The premise for the show centered on the upcoming California ballot initiative called Proposition 2. It relates to the Standards for Confining Farm Animals, and if passed, calls for chickens, swine and calves to be able to turn around freely, lie down, stand up, and fully extend their limbs in their cages or crates.
During the episode, Winfrey showed life-size models of the standard size of cages and crates for veal calves, chickens and hogs. Clips on the program also showed visits to an Illinois hog farm and a California egg operation to show confined livestock production methods compared to free range practices.
Add to that, comments made on the show by Wayne Pacelle, Chief Executive Officer of the Humane Society of the United States, who said Proposition 2 would dramatically improve the way animals are raised. “These animals have the god-given right to move,” he said.
To that point, it wasn’t looking very positive for the livestock industry.
But, thankfully, Oprah did allow opponents of Proposition 2 to have a few minutes on the program. Ryan Armstrong, a third-generation egg farmer from California and Matt Kellogg, a hog producer from Illinois, did a commendable job in explaining their efforts as livestock producers.
Both said the confinement practices used are important for the protection of the animals – and to keep food prices affordable.

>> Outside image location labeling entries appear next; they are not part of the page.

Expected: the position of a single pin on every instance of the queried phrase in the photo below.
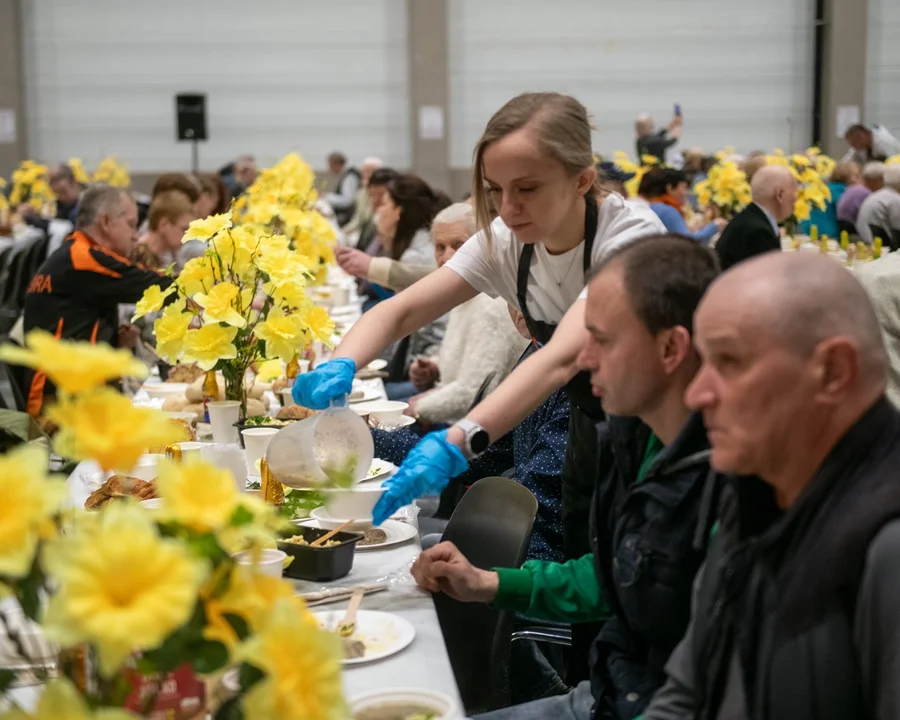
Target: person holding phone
(651, 141)
(534, 165)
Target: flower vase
(235, 386)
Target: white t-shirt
(555, 281)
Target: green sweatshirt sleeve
(556, 592)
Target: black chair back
(492, 527)
(846, 226)
(878, 231)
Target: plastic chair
(492, 527)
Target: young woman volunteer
(535, 162)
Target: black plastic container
(320, 563)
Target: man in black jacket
(795, 612)
(754, 230)
(639, 574)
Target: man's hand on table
(445, 569)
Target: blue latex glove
(426, 471)
(316, 390)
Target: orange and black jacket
(75, 295)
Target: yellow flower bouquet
(812, 189)
(726, 187)
(282, 201)
(244, 300)
(134, 597)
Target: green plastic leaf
(209, 656)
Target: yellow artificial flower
(170, 329)
(221, 305)
(103, 425)
(73, 366)
(61, 700)
(121, 587)
(198, 275)
(269, 370)
(200, 495)
(318, 323)
(289, 294)
(29, 499)
(209, 344)
(250, 596)
(81, 175)
(152, 300)
(283, 334)
(302, 663)
(206, 228)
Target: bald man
(754, 230)
(795, 611)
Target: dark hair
(657, 180)
(417, 202)
(441, 200)
(665, 277)
(382, 176)
(213, 184)
(182, 182)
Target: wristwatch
(477, 438)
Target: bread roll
(255, 407)
(175, 404)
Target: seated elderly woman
(668, 193)
(479, 347)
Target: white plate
(380, 469)
(368, 396)
(404, 421)
(384, 634)
(397, 532)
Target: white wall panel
(883, 65)
(742, 71)
(280, 75)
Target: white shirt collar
(771, 218)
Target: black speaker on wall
(190, 110)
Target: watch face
(480, 442)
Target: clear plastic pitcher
(332, 448)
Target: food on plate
(294, 412)
(120, 486)
(397, 711)
(373, 536)
(257, 407)
(185, 373)
(353, 648)
(176, 403)
(300, 540)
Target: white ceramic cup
(340, 296)
(146, 467)
(189, 450)
(271, 562)
(223, 414)
(256, 440)
(388, 412)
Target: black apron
(581, 468)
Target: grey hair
(457, 213)
(892, 176)
(100, 200)
(874, 170)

Armstrong emphasized that should Proposition 2 pass, it will likely make eggs produced in California too expensive for most consumers, creating the possibility that eggs will be imported from places without such animal housing laws. He also said that he would go out of business if he was forced to update his operation under Proposition 2’s guidelines.

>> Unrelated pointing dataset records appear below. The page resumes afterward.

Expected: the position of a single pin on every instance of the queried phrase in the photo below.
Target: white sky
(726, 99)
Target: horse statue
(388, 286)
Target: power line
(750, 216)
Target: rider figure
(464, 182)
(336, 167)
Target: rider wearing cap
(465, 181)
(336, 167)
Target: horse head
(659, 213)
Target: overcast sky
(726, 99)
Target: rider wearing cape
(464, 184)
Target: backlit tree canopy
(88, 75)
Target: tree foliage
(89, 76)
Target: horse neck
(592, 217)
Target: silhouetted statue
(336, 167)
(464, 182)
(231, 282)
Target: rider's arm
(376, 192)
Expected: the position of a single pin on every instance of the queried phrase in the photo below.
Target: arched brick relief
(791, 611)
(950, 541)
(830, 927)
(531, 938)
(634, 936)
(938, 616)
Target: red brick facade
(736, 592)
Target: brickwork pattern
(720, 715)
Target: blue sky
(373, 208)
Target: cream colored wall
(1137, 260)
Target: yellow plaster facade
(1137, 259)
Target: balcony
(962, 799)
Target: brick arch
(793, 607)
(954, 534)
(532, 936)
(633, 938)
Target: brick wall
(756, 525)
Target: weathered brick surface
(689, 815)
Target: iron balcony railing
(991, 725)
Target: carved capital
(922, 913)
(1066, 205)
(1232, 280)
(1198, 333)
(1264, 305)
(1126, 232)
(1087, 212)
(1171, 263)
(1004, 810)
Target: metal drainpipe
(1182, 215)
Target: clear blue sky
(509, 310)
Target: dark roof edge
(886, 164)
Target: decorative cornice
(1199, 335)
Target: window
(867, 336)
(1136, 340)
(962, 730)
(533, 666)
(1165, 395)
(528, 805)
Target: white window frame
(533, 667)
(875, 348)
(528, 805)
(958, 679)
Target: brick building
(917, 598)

All total, most folks I’ve visited with since the program aired believe the show provided a pretty balanced report – and that agriculture came out OK.
But, I’m not so sure. For any housewife – without a link to production agriculture – who was watching that show, it was a pretty graphic appeal seeing those small confinement crates on Oprah’s stage. I understand why livestock are raised that way, but most housewives are going to remember the images and not necessarily the words of the two young producers who were on the program.

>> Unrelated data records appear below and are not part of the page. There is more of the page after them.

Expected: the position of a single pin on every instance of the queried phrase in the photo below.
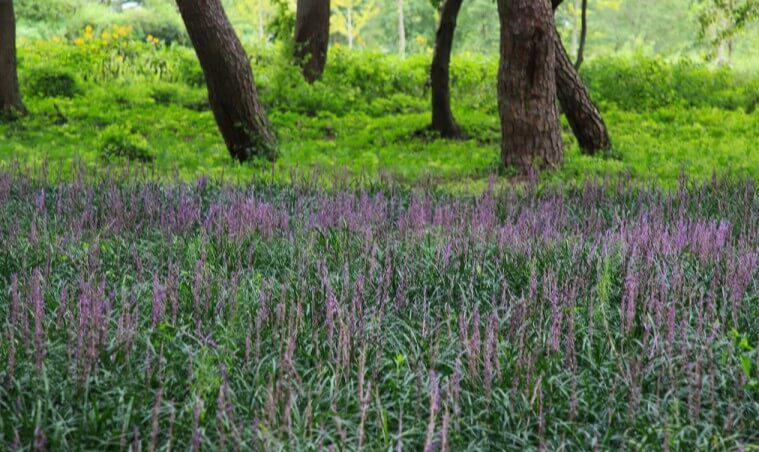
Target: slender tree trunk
(401, 30)
(10, 94)
(312, 37)
(231, 88)
(442, 116)
(261, 20)
(582, 114)
(575, 36)
(349, 25)
(527, 86)
(583, 36)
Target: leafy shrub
(48, 11)
(642, 83)
(121, 141)
(165, 94)
(49, 81)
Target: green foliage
(49, 81)
(282, 23)
(121, 141)
(649, 83)
(158, 19)
(366, 113)
(49, 11)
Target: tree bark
(401, 30)
(232, 89)
(442, 116)
(312, 37)
(527, 86)
(582, 114)
(583, 35)
(11, 104)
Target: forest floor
(181, 136)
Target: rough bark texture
(231, 88)
(527, 86)
(582, 114)
(312, 37)
(583, 35)
(401, 30)
(10, 94)
(442, 116)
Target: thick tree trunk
(231, 88)
(582, 114)
(527, 86)
(312, 37)
(442, 116)
(10, 94)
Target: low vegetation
(366, 116)
(217, 317)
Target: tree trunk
(10, 94)
(583, 36)
(527, 86)
(312, 37)
(582, 114)
(401, 30)
(231, 88)
(442, 116)
(349, 25)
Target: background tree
(582, 114)
(442, 116)
(231, 88)
(531, 136)
(312, 36)
(351, 17)
(401, 29)
(720, 22)
(11, 104)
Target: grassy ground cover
(366, 117)
(207, 316)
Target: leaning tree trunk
(583, 115)
(527, 86)
(10, 94)
(231, 88)
(312, 37)
(442, 116)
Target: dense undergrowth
(207, 316)
(108, 96)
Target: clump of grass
(216, 316)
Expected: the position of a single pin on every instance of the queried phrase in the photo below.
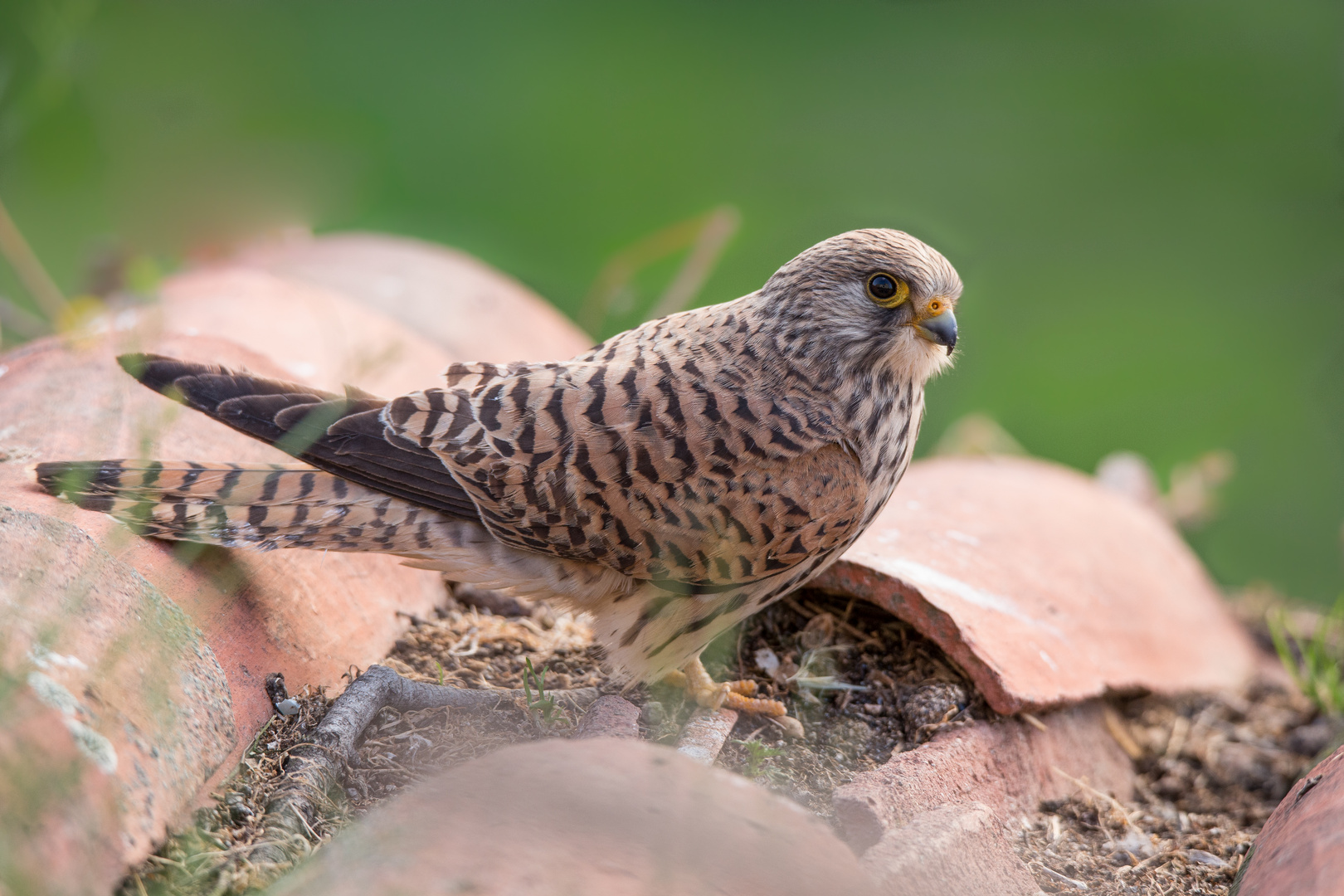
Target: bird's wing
(696, 483)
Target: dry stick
(316, 768)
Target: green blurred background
(1146, 199)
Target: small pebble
(1205, 859)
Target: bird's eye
(888, 290)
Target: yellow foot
(728, 694)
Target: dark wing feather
(340, 434)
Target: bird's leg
(728, 694)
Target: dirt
(1211, 768)
(864, 685)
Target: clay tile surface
(178, 704)
(132, 685)
(468, 308)
(600, 817)
(1301, 848)
(1043, 586)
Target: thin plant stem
(28, 268)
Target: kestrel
(671, 481)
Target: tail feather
(340, 434)
(262, 508)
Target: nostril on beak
(941, 329)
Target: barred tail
(258, 507)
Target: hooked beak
(941, 329)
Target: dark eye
(888, 290)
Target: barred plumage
(672, 480)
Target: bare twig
(316, 770)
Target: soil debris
(1211, 768)
(863, 684)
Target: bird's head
(869, 299)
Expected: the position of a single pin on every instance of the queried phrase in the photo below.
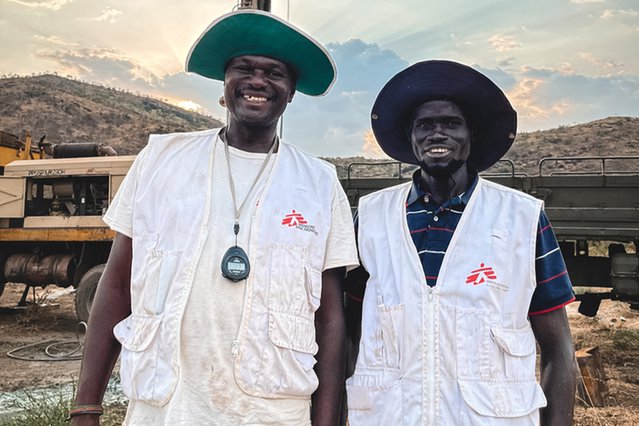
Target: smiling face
(440, 138)
(257, 89)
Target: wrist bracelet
(81, 410)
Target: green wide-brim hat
(255, 32)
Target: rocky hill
(71, 111)
(612, 136)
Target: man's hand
(558, 366)
(112, 303)
(330, 332)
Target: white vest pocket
(489, 402)
(516, 354)
(375, 398)
(147, 372)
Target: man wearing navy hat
(223, 290)
(461, 275)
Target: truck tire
(86, 291)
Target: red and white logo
(480, 275)
(294, 219)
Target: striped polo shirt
(432, 226)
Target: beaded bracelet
(81, 410)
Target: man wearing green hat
(461, 275)
(223, 292)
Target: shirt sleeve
(341, 250)
(119, 215)
(554, 289)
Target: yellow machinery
(13, 148)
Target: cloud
(54, 40)
(48, 4)
(371, 149)
(101, 64)
(501, 78)
(606, 65)
(611, 13)
(336, 124)
(108, 15)
(504, 43)
(547, 98)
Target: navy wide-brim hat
(491, 118)
(255, 32)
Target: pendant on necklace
(235, 264)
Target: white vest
(276, 346)
(459, 353)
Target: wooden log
(592, 388)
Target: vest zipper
(430, 351)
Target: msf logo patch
(480, 275)
(297, 221)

Moreover, Oprah concluded her program by saying, “Now that you’ve heard both sides of the argument, you can start making conscious choices about the food you eat. She noted California voters can make their choice on Proposition 2 in November, and “the rest of us can vote at the grocery story with the food we buy for our tables.”
My guess is that housewives are going to be conjuring up the images of those crates the next time they are at the grocery store, and they’ll be steering straight for products that proclaim free-range and tout safe animal handling practices.
How do we combat that? The livestock industry needs to get proactive. We talk about listening to consumers; we talk about telling our story; we talk about doing a better job in selling who we are. Now we need to stop talking about it and speak up.
Our industry needs more producers being spokespeople for who they are and how they care for their land and livestock. Start by telling your relatives – include a quip in your annual Christmas card; go talk to your son or daughters grade school class – take pictures and show them what you do and how you ensure their food is safe; host tours for community groups – explain why farmers and ranchers are vital to the community to help preserve open space, wildlife, clean water – and most of all to produce safe food.
The beef industry also needs to move toward promoting the story of beef – featuring the producers who raise the cattle that winds up as a steak or pot roast on someone’s dinner table. Consumers are yearning to know where their beef came from – if they see a picture of Joe the Rancher from Montana they’ll likely connect with that. Pictures are powerful – Oprah knows that, that’s why she had those crates and cages on her stage.
The bottom line is that this issue is just in its infancy. With Oprah’s influence and her millions of viewers, the doors have now been flung wide open on the question “where does our food come from?” – and it’s a question that isn’t going to go away. Thus, it is a topic that livestock producers must be proactive, persistent, and confident in addressing. Fortunately, our industry has many positive points to make – we just need to speak up.